Today’s essay is part of a new series that includes me, Latham Turner, Bowen Dwelle, Michael Mohr of Sincere American Writing, Dee Rambeau, and Lyle McKeany. You may remember our past series on fatherhood, recovery, and work. This week, all of us wrestle with what trust means to us.
Out Of The Therapy Labyrinth
I made a dumb decision once in a baseball game.
The score was tied after I’d doubled in a run, and I took a generous lead off second base, pledging to score if a hit cleared the infield. The next batter blooped a single into shallow left, and I didn’t think twice before churning for home.
Part of me knew that the play would be close, but another part of me wanted to run the catcher over in front of the home crowd. Sure enough, the throw came in a step ahead of me, and I lowered my shoulder. The catcher was a big kid, and I knocked him flat. But when the dust cleared he held up the ball. I was out.
My shoulder and upper back were a mess for years afterward. I kept going to a chiropractor for the satisfying crack, but the ache settled in again almost as soon as I left his office. I came to believe that my back would never be whole on its own. And he did nothing to disabuse me of my dependency.
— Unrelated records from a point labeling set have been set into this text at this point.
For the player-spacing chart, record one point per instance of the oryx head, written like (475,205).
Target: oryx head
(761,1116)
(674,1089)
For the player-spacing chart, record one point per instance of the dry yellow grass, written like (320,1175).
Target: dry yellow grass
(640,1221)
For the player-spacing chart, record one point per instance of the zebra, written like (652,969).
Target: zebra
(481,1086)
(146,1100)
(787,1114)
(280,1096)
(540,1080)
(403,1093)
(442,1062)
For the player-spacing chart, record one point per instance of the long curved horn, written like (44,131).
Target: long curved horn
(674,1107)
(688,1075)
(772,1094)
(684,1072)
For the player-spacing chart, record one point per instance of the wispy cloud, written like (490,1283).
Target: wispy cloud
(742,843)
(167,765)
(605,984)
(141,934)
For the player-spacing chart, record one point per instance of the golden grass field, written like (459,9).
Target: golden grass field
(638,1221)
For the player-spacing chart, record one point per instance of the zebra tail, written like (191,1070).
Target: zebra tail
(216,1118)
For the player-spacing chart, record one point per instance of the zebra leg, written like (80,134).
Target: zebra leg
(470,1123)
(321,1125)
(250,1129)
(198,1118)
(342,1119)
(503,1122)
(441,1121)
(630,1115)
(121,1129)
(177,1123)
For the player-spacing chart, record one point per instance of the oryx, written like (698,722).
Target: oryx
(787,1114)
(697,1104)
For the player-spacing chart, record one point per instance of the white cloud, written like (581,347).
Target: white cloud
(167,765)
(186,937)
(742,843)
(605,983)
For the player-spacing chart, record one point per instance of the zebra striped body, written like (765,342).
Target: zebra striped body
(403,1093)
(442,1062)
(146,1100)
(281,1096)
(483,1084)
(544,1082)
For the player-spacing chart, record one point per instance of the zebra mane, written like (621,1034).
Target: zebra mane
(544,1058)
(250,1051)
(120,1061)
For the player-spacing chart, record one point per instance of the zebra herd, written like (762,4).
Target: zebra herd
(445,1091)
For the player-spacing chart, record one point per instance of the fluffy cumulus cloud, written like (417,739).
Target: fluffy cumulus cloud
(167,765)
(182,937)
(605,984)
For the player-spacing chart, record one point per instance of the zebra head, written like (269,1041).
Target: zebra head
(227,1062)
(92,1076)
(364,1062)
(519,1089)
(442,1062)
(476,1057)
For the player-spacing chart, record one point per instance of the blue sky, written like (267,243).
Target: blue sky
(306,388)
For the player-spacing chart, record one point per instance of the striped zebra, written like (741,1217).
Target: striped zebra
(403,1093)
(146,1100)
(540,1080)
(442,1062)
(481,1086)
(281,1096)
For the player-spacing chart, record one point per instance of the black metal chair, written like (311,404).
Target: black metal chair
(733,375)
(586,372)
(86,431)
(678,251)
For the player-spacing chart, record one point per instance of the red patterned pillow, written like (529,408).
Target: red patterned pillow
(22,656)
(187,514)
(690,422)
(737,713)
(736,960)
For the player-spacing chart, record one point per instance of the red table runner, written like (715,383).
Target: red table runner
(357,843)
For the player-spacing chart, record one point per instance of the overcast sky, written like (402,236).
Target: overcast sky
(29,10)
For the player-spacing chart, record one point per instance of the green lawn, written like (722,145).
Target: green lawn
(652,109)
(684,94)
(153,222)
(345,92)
I later made more progress with stretching, massage, and more balanced workouts. Despite some minor injuries along the way, it’s been nearly thirty years since I darkened a chiropractor’s door. Which is not to say that I imagine myself completely free of professional help, but that my default has swung to trusting my body to know when it’s fine and when something is seriously wrong, rather than waking every day with the niggling feeling that something deep inside me is off.
Self-trust is a little more complicated when it comes to mental health. In the best case, therapy is a crucial tool in self care. But therapy can also tip your inner scale toward self-doubt. My feelings are valid, but they are probably cognitive distortions. I have to be “enough” alone before I am fit to start a relationship. Ergo, I can’t trust my feelings, and if I really need something from my partner, I am the problem. Whatever it is, the sickness is me.
I’m sure therapists follow ethical guidelines, but I wonder how many of them would agree that a person could graduate from talk therapy. Could energizing friendships, exercise, gardening — a whole and healthy life — be enough? Or is our culture so riddled with rot that we’re always going to be unbundling baggage about our bodies, identities, and past traumas? At what point does the language we learn in therapy have its own distorting effect?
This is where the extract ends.